[ Trying to come up with crazy special cases ]

On Wed, Jul 11, 2018 at 1:49 PM Linus Torvalds
<torva...@linux-foundation.org> wrote:
>
> But it could be anything else invalid, of course. It could be MAX_INT
> or something like that.

That might be better. A timezone of -1 isn't actually a valid
timezone, but I guess you could create a commit by hand that had
"-0001" as the timezone.

You can't do that with something like MAX_INT, without fsck
complaining - since it has to be exactly four digits.

> The clearing of "human_tm" is done for a similar reason: the code does
>
>         hide.year = tm->tm_year == human_tm->tm_year;
>
> (and then later just checks "if (human_tm->tm_year)") knowing that a
> non-zero tm_year will only ever happen for human_tz (and that 1900 is
> not a valid git date, even though I guess in theory you could do it).

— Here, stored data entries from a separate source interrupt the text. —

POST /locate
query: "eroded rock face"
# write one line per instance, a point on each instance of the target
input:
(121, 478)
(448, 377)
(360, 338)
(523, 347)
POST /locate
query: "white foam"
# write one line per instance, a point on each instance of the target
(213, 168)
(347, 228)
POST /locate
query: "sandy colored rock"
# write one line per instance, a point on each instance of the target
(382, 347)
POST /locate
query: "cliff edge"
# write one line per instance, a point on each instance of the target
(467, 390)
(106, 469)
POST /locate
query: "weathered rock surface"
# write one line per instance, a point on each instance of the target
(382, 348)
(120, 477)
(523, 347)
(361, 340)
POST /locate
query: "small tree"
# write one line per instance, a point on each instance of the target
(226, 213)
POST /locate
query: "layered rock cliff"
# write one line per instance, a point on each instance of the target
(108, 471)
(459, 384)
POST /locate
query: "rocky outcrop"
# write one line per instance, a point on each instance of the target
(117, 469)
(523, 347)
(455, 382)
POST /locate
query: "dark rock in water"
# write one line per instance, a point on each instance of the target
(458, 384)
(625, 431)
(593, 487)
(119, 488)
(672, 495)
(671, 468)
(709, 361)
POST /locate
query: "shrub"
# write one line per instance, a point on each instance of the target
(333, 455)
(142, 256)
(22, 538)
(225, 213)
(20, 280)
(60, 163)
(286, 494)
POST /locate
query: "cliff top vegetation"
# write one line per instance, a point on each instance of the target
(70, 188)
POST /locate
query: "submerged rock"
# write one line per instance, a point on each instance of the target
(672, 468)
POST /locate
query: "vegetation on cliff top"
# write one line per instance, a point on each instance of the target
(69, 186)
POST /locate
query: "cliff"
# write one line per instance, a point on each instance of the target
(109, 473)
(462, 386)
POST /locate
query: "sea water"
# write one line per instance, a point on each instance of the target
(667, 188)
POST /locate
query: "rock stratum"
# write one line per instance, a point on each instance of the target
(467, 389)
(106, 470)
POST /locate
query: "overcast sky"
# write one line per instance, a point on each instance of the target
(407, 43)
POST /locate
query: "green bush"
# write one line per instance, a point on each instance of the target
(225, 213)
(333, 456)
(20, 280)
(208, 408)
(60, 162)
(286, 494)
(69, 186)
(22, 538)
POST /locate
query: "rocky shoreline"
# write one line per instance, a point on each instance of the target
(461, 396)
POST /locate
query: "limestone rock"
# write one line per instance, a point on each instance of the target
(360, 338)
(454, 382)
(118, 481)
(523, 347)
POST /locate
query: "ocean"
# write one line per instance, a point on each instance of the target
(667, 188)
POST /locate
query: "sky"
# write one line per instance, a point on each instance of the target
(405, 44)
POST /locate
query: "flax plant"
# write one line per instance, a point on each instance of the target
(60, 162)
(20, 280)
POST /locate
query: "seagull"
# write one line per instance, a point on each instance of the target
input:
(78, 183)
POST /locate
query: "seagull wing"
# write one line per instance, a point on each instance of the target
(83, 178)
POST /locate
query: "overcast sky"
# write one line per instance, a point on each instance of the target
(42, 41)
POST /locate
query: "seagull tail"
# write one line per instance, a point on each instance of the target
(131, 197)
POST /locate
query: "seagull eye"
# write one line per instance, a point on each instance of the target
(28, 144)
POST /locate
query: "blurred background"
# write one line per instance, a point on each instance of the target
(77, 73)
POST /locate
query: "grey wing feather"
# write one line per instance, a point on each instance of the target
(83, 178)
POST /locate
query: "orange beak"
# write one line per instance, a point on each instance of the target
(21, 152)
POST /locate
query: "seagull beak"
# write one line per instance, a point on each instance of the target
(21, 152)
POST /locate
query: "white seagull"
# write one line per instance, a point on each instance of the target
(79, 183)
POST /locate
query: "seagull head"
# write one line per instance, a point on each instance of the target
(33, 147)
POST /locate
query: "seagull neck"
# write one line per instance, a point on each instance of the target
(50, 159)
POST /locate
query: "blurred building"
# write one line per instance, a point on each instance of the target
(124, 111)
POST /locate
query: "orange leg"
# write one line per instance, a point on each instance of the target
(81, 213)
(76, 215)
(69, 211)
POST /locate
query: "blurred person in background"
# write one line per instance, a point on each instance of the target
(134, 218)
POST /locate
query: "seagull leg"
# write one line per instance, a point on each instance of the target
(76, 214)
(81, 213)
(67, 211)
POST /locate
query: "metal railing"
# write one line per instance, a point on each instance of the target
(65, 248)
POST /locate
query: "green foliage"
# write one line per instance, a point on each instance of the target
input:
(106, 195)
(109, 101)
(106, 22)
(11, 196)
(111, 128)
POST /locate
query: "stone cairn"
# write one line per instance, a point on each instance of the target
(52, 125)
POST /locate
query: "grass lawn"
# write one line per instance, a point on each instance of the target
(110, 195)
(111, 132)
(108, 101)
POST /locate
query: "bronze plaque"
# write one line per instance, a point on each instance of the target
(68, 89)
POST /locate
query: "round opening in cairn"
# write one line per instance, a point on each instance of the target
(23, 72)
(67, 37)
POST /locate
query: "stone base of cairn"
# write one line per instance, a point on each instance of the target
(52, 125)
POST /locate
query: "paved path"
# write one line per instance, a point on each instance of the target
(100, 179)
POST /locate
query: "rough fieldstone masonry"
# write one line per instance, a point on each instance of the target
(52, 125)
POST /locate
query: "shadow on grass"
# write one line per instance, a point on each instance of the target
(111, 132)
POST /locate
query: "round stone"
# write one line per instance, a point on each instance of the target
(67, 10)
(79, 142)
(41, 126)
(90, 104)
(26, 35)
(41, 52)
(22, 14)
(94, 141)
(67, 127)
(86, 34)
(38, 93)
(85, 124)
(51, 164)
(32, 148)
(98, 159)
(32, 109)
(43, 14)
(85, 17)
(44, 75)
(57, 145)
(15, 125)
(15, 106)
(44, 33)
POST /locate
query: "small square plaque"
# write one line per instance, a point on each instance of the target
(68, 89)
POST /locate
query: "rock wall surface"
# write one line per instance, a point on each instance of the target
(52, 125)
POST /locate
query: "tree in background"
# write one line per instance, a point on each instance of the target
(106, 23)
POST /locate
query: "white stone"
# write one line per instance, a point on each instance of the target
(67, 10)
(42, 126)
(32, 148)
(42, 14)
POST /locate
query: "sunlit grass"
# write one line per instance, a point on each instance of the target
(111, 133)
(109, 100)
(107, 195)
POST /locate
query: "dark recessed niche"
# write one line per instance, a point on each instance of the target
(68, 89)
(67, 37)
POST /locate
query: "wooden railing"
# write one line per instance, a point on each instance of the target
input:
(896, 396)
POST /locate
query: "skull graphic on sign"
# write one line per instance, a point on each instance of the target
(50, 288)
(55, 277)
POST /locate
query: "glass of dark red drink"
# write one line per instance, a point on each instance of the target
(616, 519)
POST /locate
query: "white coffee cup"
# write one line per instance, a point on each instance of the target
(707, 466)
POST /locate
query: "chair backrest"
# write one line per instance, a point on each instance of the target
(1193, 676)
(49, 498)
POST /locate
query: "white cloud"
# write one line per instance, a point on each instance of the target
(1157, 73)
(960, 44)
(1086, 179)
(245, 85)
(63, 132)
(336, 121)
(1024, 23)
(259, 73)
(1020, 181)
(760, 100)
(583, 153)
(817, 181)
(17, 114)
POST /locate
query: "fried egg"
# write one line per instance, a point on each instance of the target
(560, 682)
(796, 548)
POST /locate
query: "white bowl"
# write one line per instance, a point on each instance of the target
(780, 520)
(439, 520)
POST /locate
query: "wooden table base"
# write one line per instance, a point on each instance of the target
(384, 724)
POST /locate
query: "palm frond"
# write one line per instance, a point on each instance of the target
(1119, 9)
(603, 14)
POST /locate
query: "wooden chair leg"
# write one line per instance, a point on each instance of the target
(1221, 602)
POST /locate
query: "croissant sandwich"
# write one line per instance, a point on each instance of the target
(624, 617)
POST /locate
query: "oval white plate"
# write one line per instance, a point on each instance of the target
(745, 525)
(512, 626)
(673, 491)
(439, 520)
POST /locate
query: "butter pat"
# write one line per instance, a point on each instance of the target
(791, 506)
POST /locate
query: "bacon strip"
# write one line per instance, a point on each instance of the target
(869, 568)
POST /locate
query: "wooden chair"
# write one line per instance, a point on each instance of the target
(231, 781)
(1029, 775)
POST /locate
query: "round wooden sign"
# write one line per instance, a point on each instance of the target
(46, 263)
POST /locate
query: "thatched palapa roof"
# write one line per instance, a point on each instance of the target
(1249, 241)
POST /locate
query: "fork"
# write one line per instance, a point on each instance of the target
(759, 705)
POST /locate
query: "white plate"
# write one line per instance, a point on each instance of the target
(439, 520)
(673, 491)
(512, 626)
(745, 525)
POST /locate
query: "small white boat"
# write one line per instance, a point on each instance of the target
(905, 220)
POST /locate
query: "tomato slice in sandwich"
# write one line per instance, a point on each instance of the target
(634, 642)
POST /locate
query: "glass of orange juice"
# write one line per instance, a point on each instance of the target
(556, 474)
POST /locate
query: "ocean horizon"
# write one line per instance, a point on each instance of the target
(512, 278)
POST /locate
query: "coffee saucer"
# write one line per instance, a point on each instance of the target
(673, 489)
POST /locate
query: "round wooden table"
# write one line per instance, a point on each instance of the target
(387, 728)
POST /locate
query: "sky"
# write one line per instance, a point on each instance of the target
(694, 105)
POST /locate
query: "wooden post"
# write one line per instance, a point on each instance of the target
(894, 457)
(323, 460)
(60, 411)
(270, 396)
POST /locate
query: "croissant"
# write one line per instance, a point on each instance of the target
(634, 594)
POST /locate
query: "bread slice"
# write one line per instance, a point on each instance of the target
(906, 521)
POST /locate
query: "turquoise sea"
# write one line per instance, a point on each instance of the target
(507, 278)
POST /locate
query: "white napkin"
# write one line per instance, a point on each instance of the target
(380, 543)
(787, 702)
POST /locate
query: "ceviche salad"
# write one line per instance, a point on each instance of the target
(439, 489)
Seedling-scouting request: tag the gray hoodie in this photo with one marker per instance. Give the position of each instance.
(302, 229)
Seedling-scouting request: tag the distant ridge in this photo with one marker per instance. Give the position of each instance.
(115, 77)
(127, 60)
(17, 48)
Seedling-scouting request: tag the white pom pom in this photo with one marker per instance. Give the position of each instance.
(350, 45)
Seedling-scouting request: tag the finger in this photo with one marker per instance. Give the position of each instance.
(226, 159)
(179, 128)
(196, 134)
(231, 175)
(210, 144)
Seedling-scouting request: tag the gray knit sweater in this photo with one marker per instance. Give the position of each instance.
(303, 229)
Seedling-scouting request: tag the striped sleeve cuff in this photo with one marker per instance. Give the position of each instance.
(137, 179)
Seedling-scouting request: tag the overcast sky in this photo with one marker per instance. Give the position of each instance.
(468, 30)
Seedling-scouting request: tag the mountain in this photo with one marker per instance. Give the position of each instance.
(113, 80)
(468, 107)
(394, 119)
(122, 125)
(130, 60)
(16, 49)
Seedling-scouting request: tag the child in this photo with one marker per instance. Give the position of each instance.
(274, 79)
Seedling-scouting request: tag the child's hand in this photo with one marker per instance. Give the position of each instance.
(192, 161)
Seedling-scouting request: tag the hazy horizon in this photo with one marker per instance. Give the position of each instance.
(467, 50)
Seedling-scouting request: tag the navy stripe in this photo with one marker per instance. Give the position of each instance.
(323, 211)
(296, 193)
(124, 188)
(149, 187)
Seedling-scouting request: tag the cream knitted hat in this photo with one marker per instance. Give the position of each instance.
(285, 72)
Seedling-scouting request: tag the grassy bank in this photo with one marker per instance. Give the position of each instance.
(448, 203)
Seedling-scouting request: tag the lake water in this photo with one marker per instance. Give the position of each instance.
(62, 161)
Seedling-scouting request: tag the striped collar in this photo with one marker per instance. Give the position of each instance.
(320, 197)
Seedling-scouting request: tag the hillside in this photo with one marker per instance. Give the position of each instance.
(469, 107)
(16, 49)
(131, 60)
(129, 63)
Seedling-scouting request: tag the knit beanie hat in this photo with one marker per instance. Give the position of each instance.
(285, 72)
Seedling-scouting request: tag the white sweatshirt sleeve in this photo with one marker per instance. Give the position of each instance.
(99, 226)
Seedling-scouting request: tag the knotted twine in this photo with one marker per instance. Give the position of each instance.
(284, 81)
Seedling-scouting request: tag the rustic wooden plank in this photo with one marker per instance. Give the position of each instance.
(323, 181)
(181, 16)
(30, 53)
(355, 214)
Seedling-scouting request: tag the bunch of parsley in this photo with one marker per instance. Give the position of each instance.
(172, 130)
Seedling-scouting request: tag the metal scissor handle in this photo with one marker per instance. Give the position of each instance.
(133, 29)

Actually, the 1900 should be safe, because 'timestamp_t' is unsigned.
So a valid timestamp really can't be before 1970.

Of course, you can probably try to mess with it by giving values that
don't actually fit, because sometimes we do convert mindlessly from
'timestamp_t' to 'time_t'. In particular, if you use the
"default-local" time, it will use that

  static struct tm *time_to_tm_local(timestamp_t time)
  {
        time_t t = time;
        return localtime(&t);
  }

and not check the range of the timestamp.

But other proper time stamp functions will actually do range checking
with "date_overflow()", so in general that whole assumption of "a real
git date cannot be in the year 1900" is valid.